Sonsyrea Tate Montgomery is part of the GovLoop Featured Blogger program, where we feature blog posts by government voices from all across the country (and world!). To see more Featured Blogger posts, click here.
I have several office plants, 12 to be exact, I just love plants. My love for plants came from my parents both really, but mostly my father. He had a nursery and I would go and help him water and transplant the smaller plants that were sometimes started from seed to place them into larger pots. It was a great serene experience for me, I loved it. My favorite plant in the greenhouse “nursery” was a cute little fern that would shy away and close up when you touched it I don’t remember it’s proper name but I loved it because it was unique. It would be my first plant to check on when I got to the nursery so I could see it opened up before anyone else could touch it and caused it to close up and I wanted to see how beautiful it looked before it closed up. It’s much like people, there are beautiful people with great potential and can add so much to an environment (work place), but some easily close up don’t contribute because they allow others to cause them to close up and not add to their environment (or work place). I love plants and I appreciate your blog about the leafy part of life. 🙂 Thanks for sharing.
Thanks Ann! I’m sharing your story again in this week’s blog. Look for it tomorrow.
I inherited my plant when my co-worker/friend retired. It has grown but also leaves have died and I though that the whole plant would die. But, it did not! It has taught me a lesson that things may look bleak but keep on watering, feeding and have hope, things may turn around! My plant is thriving and growing now.
Thanks Alisha! My mother-in-love and I had a conversation about our discovery of this lesson with our plants!

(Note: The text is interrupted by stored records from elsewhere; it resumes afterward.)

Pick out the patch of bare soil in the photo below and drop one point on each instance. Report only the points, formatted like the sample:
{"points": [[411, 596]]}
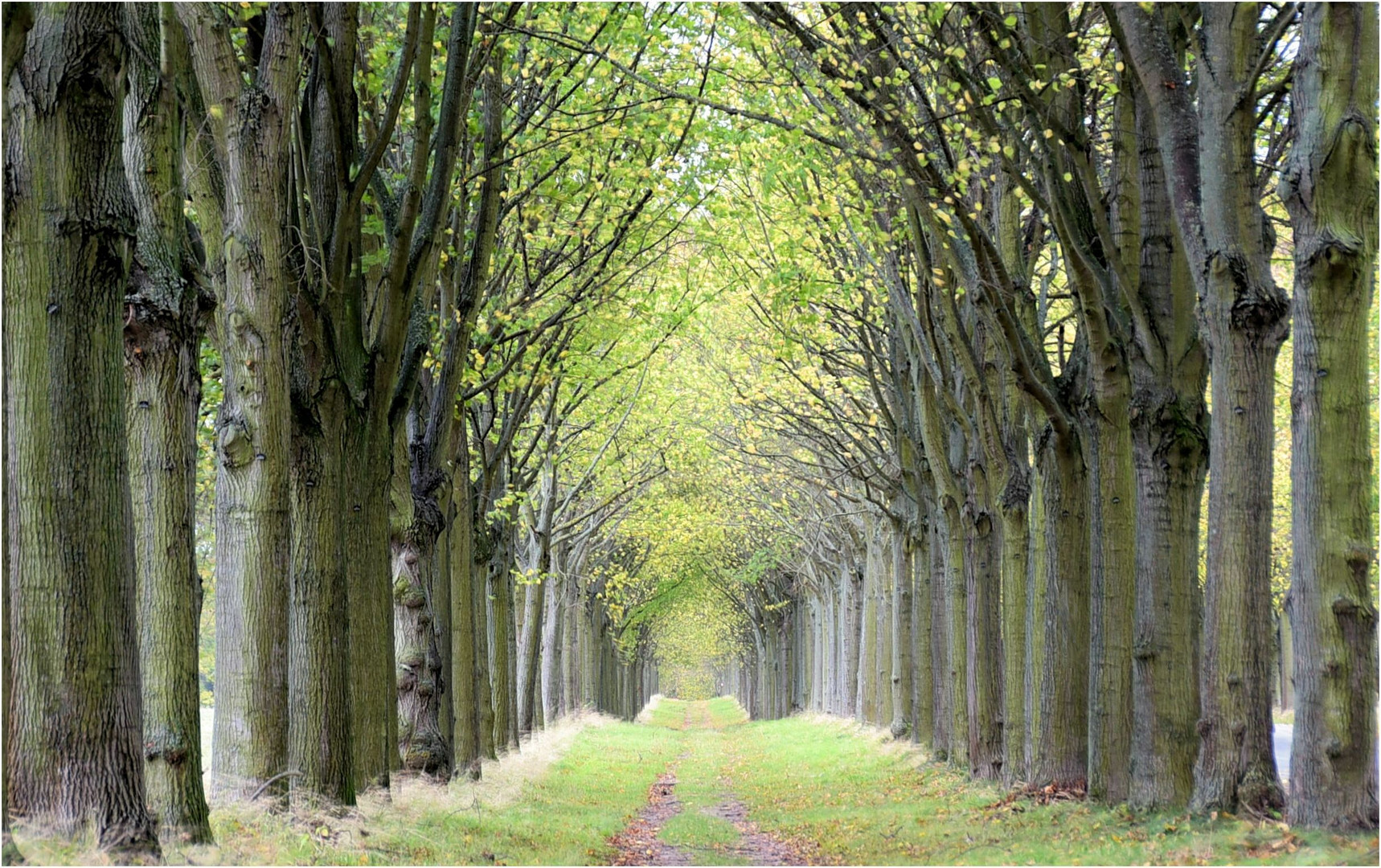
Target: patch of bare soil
{"points": [[638, 843], [757, 846]]}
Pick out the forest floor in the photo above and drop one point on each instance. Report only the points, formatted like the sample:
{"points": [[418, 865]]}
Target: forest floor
{"points": [[695, 783]]}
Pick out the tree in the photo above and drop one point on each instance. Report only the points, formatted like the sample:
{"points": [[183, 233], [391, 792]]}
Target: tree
{"points": [[1215, 194], [249, 121], [73, 710], [166, 307], [1330, 190]]}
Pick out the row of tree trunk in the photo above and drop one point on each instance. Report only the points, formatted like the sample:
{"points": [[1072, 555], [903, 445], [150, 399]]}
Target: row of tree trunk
{"points": [[1036, 612], [173, 177]]}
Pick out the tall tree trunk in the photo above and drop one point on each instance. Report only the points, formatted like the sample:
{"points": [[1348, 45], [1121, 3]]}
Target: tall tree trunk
{"points": [[73, 716], [163, 392], [373, 693], [984, 637], [553, 652], [1113, 590], [253, 427], [867, 696], [923, 658], [528, 646], [1330, 190], [463, 604], [940, 646], [1170, 454], [904, 665], [1063, 746], [1015, 567], [956, 629], [318, 649], [1210, 149], [416, 527]]}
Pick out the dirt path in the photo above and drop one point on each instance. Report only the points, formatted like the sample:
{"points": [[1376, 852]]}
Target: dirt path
{"points": [[638, 843], [754, 845]]}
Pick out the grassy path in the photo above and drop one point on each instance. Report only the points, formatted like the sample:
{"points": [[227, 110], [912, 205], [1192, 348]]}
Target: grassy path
{"points": [[804, 789]]}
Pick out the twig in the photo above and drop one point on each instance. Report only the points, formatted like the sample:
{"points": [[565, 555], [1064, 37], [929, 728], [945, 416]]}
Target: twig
{"points": [[274, 780]]}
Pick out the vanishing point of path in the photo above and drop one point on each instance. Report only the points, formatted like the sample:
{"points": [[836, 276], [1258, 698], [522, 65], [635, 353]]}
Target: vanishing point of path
{"points": [[692, 814]]}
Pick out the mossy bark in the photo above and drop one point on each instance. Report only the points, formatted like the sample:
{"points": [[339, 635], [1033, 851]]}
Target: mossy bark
{"points": [[250, 127], [163, 392], [1063, 744], [73, 712], [1330, 190]]}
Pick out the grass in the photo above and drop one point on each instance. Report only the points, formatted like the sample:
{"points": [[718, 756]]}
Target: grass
{"points": [[869, 800], [559, 810], [861, 796]]}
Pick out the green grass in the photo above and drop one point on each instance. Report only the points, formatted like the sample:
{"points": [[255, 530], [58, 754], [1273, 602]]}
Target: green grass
{"points": [[563, 817], [859, 796], [867, 802]]}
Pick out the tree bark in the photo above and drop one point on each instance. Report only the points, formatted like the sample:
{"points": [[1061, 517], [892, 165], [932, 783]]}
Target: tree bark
{"points": [[1330, 190], [1210, 161], [1063, 746], [1170, 454], [250, 126], [163, 392], [73, 714]]}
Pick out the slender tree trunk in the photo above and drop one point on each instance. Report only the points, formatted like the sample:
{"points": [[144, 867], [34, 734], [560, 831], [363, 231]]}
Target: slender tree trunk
{"points": [[1036, 617], [867, 696], [553, 653], [984, 638], [1330, 190], [480, 613], [528, 646], [1170, 456], [940, 646], [253, 428], [921, 624], [318, 649], [851, 606], [904, 665], [1063, 748], [956, 629], [373, 692], [1112, 550], [163, 392], [1015, 569], [73, 714], [465, 697], [1210, 151]]}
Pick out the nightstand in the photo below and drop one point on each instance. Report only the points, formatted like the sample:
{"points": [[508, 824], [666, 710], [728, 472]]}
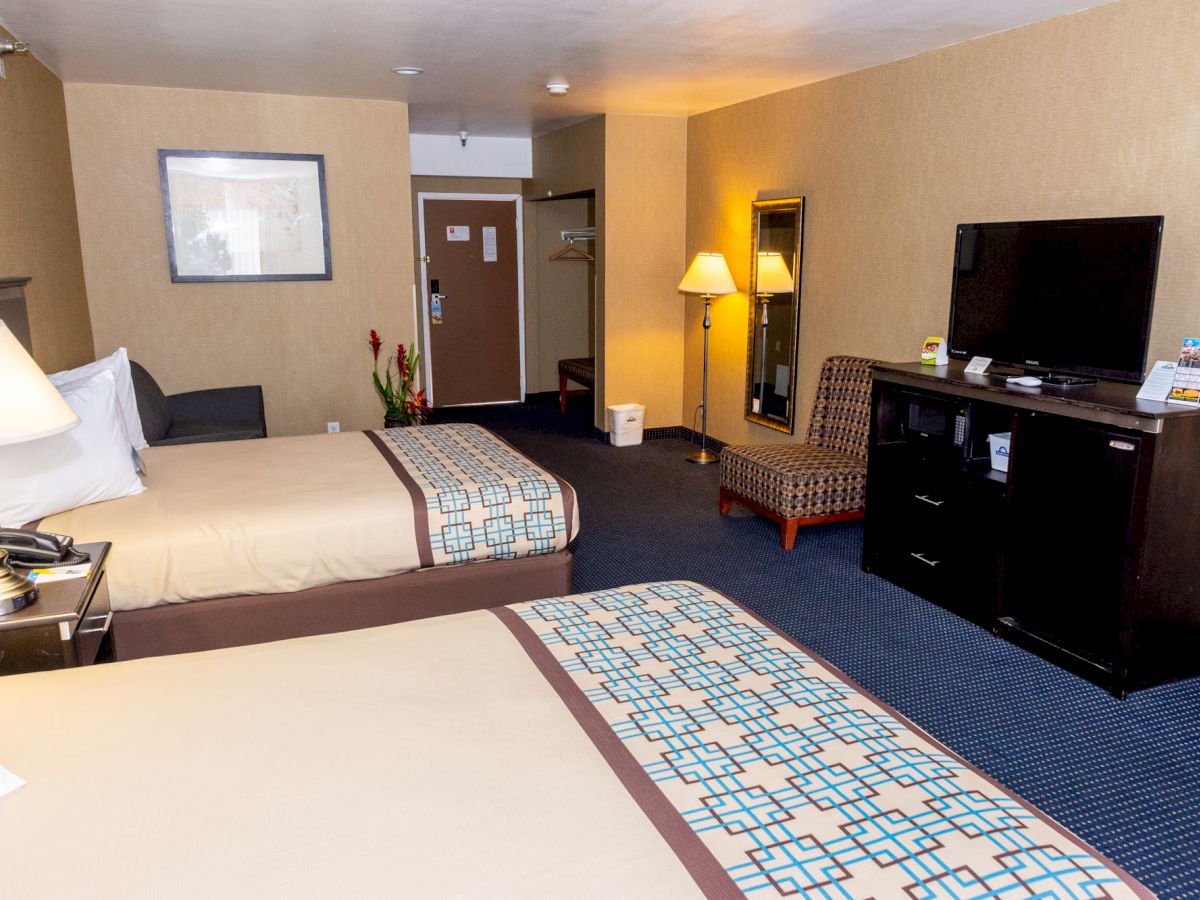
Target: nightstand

WOW!!! I ABSOLUTELY LOVE THIS ARTICLE!!! THANK YOU FOR SHARING!! Relationships are SO important to the Effective Moving of everything that takes place in the world. As we have all seen within our own little world, without good relationships, families, friendships, churches, communities, even government (local, state, federal), struggle to prosper in good measure that is pressed down, shaken together, and overflowing with Love, Happiness, Joy, Peace, and emotional wellness. Indeed they are difficult to start and maintain, but the efforts received are…Priceless!!